Monseigneur, votre région du nord-Katanga était réputée comme la base des rebelles Maï-Maï et des Kata Katanga (pro-sécession de la province). Qu’en est-il aujourd’hui?

« Il n’y a plus rien. Ils ne se sont pas tous évaporés dans la nature. Mais la plupart des commanditaires de ces troupes ont abandonné leur combat et, du même coup, ont abandonné leurs hommes qui se sont retrouvés bien démunis. Ces menaces ne sont plus d’actualité aujourd’hui ».

 

Certains affirment pourtant que des rebelles sont installés chez vous. Des hommes qui seraient armés par l’ex-gouverneur Moïse Katumbi?

«Je suis au courant de ces bruits. C’est du grand n’importe quoi. Il n’y a rien. J’ai des prêtres qui circulent sur tout le territoire et je veux vous dire que nous serions au courant si quelque chose se tramait. Je vous le dis en toute sincérité et la main sur le cœur, il n’y a ni rebelles, ni camp d’entraînement. Ce sont des bruits dangereux que font courir certains dignitaires du pouvoir pour nuire à leur adversaire Qui veut noyer son chien, l’accuse de rage».

 

Ne craignez-vous pas que ces rumeurs rallume le feu chez certains?

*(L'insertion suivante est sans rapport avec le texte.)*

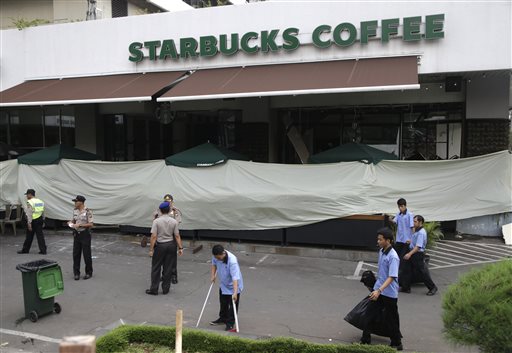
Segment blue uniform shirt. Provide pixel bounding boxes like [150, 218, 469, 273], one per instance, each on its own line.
[374, 246, 400, 299]
[410, 227, 427, 252]
[394, 209, 414, 243]
[212, 250, 244, 295]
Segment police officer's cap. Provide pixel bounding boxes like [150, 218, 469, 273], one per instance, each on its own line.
[72, 195, 86, 202]
[24, 189, 36, 196]
[159, 201, 170, 209]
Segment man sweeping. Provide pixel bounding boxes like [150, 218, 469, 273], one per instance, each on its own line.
[209, 244, 243, 332]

«La pauvre population de mon diocèse de Kilwa-Kasenga est fatiguée de tous ces bruits. Elle ne cherche qu’à survivre. Et vous savez que j’ai toujours été prompt à dénoncer tout ce qui est illégal ou inacceptable, s’il devait y avoir des camps d’entraînement sur mon diocèse je serais le premier à monter au créneau. Je le répète, il n’y a rien de tout cela. Ceux qui veulent voir de leurs propres yeux sont les bienvenus.»

 

Comment une population rurale, éloignée de tout, vit-elle la situation actuelle du Congo?

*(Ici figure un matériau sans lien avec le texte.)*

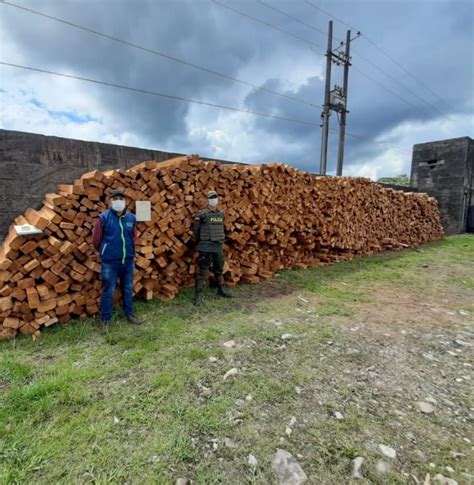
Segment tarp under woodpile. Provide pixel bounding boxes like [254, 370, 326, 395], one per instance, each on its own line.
[0, 155, 444, 339]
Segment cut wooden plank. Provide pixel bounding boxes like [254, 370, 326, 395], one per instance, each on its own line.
[0, 296, 13, 312]
[3, 316, 21, 329]
[37, 298, 58, 313]
[26, 287, 40, 309]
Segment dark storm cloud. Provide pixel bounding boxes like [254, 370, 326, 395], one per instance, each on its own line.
[1, 0, 271, 143]
[1, 0, 473, 171]
[240, 0, 473, 171]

«Vous avez raison, nous sommes a priori loin de toute l’agitation et nous n’avons que es médias officiels pour nous Informer, ce qui n’est pas l’idéal, vous en conviendrez, pour se faire une idée exacte de ce qui se passe à travers le pays. En même temps, nous disposons aujourd’hui de routes- qui nous permettent de voyager assez facilement et, surtout, nous sommes aussi rattrapés par les nouvelles technologies de la communication et de l’information. Des smartphones arrivent dans nos villages. Certains de nos villageois sont sur Facebook et suivent l’actualité on-line. C’est une véritable révolution, un boum communicationnel. Il ne faut pas perdre de vue que cette population de la campagne, de l’intérieur, comme on dit ici, est aussi la plus pauvre et donc celle qui est susceptible de se radicaliser rapidement. Ici, dans mon diocèse, on suit donc de très près finalement ce qui se passe à Lubumbashi.»

 

On vous connaît aussi pour votre combat pour la protection de la nature?

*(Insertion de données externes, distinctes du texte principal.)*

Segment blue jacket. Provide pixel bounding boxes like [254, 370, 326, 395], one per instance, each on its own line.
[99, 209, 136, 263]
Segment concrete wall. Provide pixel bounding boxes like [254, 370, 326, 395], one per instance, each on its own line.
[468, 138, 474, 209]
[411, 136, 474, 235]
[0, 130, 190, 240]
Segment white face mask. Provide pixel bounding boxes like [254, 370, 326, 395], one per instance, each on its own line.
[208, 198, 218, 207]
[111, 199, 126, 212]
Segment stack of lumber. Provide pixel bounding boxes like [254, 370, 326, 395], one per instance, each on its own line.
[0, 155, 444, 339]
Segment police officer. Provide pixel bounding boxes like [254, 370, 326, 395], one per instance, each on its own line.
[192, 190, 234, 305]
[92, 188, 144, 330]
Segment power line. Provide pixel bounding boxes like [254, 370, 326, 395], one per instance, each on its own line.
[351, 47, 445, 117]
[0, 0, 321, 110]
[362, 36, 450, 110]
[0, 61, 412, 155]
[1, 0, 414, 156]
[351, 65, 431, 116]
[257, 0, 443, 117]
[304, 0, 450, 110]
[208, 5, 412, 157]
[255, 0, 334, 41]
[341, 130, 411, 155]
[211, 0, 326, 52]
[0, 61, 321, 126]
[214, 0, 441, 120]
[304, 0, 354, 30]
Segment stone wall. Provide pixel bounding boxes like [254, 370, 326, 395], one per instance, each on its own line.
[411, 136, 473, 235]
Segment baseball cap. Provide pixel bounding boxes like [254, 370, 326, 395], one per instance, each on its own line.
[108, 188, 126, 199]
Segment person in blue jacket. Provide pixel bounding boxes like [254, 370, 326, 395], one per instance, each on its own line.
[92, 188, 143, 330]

«Je n’abandonne pas ce combat. Ce qui se passe chez nous est catastrophique. Il faut respecter t se battre pour notre maison commune a dit en substance le pape François. Mon combat est donc en phase avec l’appel du pape. Les Chinois ont fait de l’excellent travail sur nos routes. Depuis, ils se sont mis à exploiter ce qu’on appelle ici le mukula (siorte de padouk). Un bois naturellement rouge qui vaut une fortune dans leur pays. J’avais poussé un cri d’alarme en 2013 pour qu’on fasse cesser cette exploitation anarchique. Le gouverneur Katumbi m’avait entendu et avait fait fuir ces Chinois. Aujourd’hui, en accord avec le clan présidentiel, ils sont de retour. En général, ils n’exploitent pas directement mais passent par des petits entrepreneurs locaux qu’ils paient un peu. Les bois sont ensuite ramenés en Chine sans qu’ils ne s’acquittent de la moindre taxe. Il y a aujourd’hui, une exploitation semi-industrielle par endroit. C’est un vrai massacre pour la nature. Pire, ils agissent au sein même du parc national de Kundelungu, un site pourtant officiellement protégé C’est un crime. Nous, du coté ‘du diocèse, nous essayons de former la population au respect et à la protection de la nature. Mais certains n’entendent que le bruit de l’argent et du profit immédiat.»